Al Gore, Tipper Gore Split: Friends, Political Observers React With Shock

After Al and Tipper Gore announced on Tuesday that they were separating, reaction poured in from friends of the couple, political observers and pundits. Most expressed shock that the Gore's very public marriage was unraveling.

The Daily Beast's Lloyd Grove quotes several Gore sources who could barely believe the news:

"I am dumbfounded," says Gore confidant Marty Peretz, the editor in chief of The New Republic who was Al's mentor and professor at Harvard. Peretz is one of a close circle of friends who received Al and Tipper's puzzling email Tuesday revealing the split.

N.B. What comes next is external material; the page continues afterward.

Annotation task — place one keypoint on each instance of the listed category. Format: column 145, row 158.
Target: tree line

"I was very shocked," says longtime Gore watcher Larry Sabato, director of the University of Virginia's Center for Politics. "One of the first things I tweeted was, 'Can you believe the Clintons' marriage has lasted longer than the Gores'?'"

Chris Downey, a longtime friend of Tipper Gore, said that she broke down when she heard news of the split and still remains "beyond shocked" that the couple is parting ways. The Washington Post reports:

Chris Downey, a friend of Tipper's since they were both young congressional wives, burst into tears when she heard the news. "I'm shocked -- beyond shocked," said Downey, who had talked to her friend just last week. "This is the least likely course of events I could imagine."

People magazine's Sandra Sobieraj Westfall conducted a dozen interviews with Gore family friends after news broke of the couple's decision to separate and appeared on NBC's Today Show Wednesday morning to share her findings.

"They hadn't seen it coming, but [said] if they thought about it more, maybe they should have," Westfall said.

"The two of them have been living incredibly separate lives -- their separate schedules took them in different directions," she added. "They said they had just grown apart. Tipper loved life and wanted to have fun, and Al remained a very driven man with a lot of projects and irons in the fire."

On Tuesday night, CNN's John Roberts discussed with Time magazine's Mark Halperin the possibility that the "stress of the 2000 campaign" could have been a factor in Al and Tipper's Gore's decision to part ways.

ROBERTS: Yes, you know, if we could, let's rerun that video of the kiss from the 2000 Democratic convention in Los Angeles, because this really was a defining moment in their relationship.

Mark Halperin, this thing lingered on and on and on. But maybe some people have suggested it was the stress of the 2000 campaign, the recount and him inevitably losing the presidency that may have begun to shatter their relationship.

HALPERIN: Well, they've dealt with other stresses, including some with their children. You know, that kiss revealed for a lot of people the quote/unquote private Al and Tipper, just as Al Gore on the public stage people often have said he's different in private, which is true than he was on the public stage as an elected official, a candidate. That kiss really illustrated for what a lot of very few people in the country have seen, the three of us have seen, which is in private they seem to be very passionate --


HALPERIN: -- very attached to each other and that was one time when they displayed it for the world, not pleasing everyone.

ROBERTS: And I remember that night, again, to go back to it, Doug, that night on the riverboat where in the course of Tipper's birthday party, the vice president had three or four pops, I guess we could say, and got loosened up a little bit and gave a midnight speech with a voice that was hoarse from the campaign that was the best that I've ever seen him give. And I thought to myself, wow --

Family friend Sally Quinn of the Washington Post said on Tuesday that Gore winning the popular vote, but losing the electoral vote in the 2000 presidential election may have inflicted irreversible harm on his longtime marriage.

Family friend Sally Quinn told CBS News correspondent Sharyl Attkisson that Gore winning the popular vote for president but losing the electoral vote may have done the marriage irreparable harm.

"He's obviously suffered a lot," Quinn said. "He'll never get over that and neither will she."